Hint: Take a look at FilterQuery, however, note that the language feature may not yet implementet by Twitter4j. You can use the LanguageDetectionBolt to find the correct language, but it can give inaccurate results for a small language as Norwegain. You can use the location filter of FilterQuery get better accuracy. Again take a look at Basic Twitter stream reading using Twitter4j. Twitter4j documentation is poor, so it is recommended to use Twitters own documentation. In our Twitter resource we have listed relevant documentation from Twitter. Be sure to check that out! TODO: Explain location coordinate usage.

STEP FOUR

Storm: Count the popularity of hashtags

Goal: Build a topology that counts occurrences of the hashtags. Hint: We do this by introducing a new bolt; the RollingCountBolt. Print the results to a FileWriterBolt. New concept: Sliding Windows - Time or size based frame for calculation objects

STEP FIVE

Storm: Rank the 10 most popular hashtags continuously

Goal: Show what people are discussing right now. Print a top 10 of the most popular hashtags to a FileWriterBolt. Problem: How do we create such ranking if we do not store every event or hashtag? Hint: We do this by introducing two new bolts; the IntermediateRankingsBolt and the TotalRankingsBolt. We will route tuples from HashtagExtractionBolt --> RollingCountBolt --> IntermediateRankingsBolt --> TotalRankingsBolt --> FileWriterBolt Example of routing:

builder.setBolt("hashtags", new HashtagExtractionBolt(), 4).shuffleGrouping("YOUR SPOUT ID");
builder.setBolt("hashtag-counter", new RollingCountBolt(9, 3), 4).fieldsGrouping("hashtags", new Fields("entity"));
builder.setBolt("hashtag-intermediate-ranking", new IntermediateRankingsBolt(100), 4).fieldsGrouping("hashtag-counter", new Fields("obj"));
builder.setBolt("hashtag-total-ranking", new TotalRankingsBolt(100)).globalGrouping("hashtag-intermediate-ranking");
builder.setBolt("hashtag-ranking-print", new FileWriterBolt("HASHTAG_RANKING.txt")).shuffleGrouping("hashtag-total-ranking");

Information about how these bolts work: http://www.michael-noll.com/blog/2013/01/18/implementing-real-time-trending-topics-in-storm/ New concept: Tick tuples - When we require a bolt to “do something” at a fixed interval GlobalGrouping - We're using a TotalRankingsBolt-worker.

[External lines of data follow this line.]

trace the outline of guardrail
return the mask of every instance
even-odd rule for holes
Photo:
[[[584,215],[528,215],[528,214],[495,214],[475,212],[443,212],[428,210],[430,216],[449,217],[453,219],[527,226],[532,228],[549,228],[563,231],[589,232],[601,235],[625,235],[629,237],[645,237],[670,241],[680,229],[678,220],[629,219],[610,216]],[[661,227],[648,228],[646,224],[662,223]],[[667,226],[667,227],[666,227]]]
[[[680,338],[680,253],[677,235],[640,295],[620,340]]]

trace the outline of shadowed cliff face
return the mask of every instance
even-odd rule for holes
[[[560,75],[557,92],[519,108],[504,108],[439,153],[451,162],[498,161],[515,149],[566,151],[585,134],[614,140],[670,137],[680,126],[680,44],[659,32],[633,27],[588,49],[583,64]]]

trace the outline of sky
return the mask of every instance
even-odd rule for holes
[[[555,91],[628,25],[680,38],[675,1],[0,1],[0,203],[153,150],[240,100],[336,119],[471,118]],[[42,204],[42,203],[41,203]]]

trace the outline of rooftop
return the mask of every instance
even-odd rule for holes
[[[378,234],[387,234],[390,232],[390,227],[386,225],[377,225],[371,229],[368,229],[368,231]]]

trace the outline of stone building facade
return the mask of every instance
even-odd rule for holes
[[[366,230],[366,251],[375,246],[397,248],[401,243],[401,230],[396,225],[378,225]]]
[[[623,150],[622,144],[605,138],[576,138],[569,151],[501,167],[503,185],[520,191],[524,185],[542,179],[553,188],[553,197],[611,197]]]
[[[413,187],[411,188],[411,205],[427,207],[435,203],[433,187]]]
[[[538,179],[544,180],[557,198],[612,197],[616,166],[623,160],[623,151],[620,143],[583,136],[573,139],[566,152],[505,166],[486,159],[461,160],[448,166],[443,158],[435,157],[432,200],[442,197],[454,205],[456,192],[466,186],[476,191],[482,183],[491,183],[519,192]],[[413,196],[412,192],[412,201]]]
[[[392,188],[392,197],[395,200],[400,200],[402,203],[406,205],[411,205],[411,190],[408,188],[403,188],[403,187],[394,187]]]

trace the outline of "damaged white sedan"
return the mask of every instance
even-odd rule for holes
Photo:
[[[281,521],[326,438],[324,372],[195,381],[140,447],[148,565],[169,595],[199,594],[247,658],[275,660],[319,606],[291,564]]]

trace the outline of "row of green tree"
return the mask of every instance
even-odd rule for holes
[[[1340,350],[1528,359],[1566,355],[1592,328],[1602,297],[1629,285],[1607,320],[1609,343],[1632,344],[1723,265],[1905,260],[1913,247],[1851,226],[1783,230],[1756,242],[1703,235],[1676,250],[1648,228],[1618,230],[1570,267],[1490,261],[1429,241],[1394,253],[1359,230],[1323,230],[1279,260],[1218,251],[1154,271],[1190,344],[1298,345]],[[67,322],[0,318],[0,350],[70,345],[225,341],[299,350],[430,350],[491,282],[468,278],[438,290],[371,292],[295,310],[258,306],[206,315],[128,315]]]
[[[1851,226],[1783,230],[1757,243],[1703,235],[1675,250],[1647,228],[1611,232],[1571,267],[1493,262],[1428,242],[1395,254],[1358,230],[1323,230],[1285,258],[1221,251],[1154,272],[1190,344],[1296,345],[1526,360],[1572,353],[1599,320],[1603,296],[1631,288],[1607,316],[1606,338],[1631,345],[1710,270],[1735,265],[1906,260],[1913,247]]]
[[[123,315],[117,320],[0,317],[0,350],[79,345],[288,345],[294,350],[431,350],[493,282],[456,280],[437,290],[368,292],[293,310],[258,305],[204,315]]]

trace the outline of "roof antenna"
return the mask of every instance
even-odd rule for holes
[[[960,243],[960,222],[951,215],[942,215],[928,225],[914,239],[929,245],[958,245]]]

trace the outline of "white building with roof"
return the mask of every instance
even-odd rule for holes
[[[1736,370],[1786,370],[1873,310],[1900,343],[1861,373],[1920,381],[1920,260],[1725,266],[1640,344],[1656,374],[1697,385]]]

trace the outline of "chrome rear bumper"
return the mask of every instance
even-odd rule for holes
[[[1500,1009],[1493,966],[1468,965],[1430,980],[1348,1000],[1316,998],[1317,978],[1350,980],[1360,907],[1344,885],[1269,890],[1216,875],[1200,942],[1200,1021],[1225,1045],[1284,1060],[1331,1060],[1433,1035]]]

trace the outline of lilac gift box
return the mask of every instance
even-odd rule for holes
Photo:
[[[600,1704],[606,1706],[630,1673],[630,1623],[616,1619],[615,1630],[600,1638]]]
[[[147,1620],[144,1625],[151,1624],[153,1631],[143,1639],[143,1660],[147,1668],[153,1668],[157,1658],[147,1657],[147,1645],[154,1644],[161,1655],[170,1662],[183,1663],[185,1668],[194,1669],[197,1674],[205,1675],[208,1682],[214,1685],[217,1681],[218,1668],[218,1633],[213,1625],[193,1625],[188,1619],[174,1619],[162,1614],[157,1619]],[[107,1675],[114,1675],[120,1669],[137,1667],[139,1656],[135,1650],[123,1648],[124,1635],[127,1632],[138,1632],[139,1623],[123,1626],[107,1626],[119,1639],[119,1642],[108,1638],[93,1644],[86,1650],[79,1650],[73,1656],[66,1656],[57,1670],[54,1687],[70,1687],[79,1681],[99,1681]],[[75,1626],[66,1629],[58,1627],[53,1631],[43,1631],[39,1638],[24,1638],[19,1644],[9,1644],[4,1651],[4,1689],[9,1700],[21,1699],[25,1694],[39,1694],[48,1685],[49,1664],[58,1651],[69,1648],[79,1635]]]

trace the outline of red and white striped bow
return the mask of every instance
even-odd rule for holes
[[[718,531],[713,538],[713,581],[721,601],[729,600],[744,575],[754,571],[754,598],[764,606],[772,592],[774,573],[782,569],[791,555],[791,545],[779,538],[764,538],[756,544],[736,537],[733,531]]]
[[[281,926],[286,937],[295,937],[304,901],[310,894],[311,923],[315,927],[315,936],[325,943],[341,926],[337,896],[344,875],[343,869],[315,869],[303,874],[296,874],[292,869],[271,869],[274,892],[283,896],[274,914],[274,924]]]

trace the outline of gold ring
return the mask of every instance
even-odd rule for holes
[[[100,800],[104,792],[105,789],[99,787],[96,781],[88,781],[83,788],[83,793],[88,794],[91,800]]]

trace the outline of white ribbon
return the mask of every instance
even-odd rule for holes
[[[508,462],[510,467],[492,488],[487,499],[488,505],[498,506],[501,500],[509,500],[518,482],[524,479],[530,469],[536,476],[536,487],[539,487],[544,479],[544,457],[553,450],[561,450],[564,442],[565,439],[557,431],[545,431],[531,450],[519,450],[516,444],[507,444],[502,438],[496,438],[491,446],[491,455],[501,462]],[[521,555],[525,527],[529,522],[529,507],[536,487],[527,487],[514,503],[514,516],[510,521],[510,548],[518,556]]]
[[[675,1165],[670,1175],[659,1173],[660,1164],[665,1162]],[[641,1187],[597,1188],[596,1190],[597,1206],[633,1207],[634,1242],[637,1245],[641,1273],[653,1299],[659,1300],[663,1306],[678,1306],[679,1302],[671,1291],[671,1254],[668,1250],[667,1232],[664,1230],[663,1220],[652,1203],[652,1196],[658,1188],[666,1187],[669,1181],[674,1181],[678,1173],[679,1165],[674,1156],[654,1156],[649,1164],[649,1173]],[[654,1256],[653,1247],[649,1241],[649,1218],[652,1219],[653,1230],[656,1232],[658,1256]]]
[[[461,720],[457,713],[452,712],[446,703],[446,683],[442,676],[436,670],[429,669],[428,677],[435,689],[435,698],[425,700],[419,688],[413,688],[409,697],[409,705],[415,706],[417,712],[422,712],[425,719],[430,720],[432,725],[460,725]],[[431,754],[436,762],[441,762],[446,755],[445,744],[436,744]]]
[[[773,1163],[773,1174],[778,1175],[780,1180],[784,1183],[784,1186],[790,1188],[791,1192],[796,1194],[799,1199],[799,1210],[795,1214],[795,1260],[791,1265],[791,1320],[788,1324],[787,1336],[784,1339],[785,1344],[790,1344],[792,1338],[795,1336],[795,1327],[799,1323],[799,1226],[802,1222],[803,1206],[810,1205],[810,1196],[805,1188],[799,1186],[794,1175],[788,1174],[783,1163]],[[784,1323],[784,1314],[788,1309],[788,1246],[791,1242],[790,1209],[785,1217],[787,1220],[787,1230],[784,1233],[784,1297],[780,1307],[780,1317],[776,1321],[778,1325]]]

Data from IntermediateRankingsBolt to TotalRankingsBolt is routed using globalGrouping

STEP SIX

Storm: Extracting sentiment values

Sentiment values are numerical measures of how positive or negative a given text is. By extracting sentiment values from tweets we can chart how positive people are to certain entities. A common approach for extracting sentiment values is to apply dictionaries where different words are associated with a sentiment value. Such dictionaries are customized for each language. Goal: Extract the sentiment value for each of the tweets in your stream. Print the sentiment value to a FileWriterBolt. To accomplish this task we need a topology with a bolt for language detection and a bolt for extracting the sentiment value.

STEP SEVEN

Storm: Calculate a running average value for sentiment

Goal: Calculate a running average sentiment value for the last 50 tweets. Print the average sentiment value to a FileWriterBolt. To accomplish this will add the bolt to our topology: AverageWindowBolt.

STEP EIGHT

Storm: Its your playground!

Be creative - Form new twitter queries, create new bolts, combine them and extract knowledge! For example:

  • Find out where people are most happy, Oslo, Trondheim, Stavanger or Bergen?
  • How happy are people about the weather, the public transport, etc.?
  • Who is most popular: Jens Stoltenberg or Erna Solberg? What are their associated sentiment values?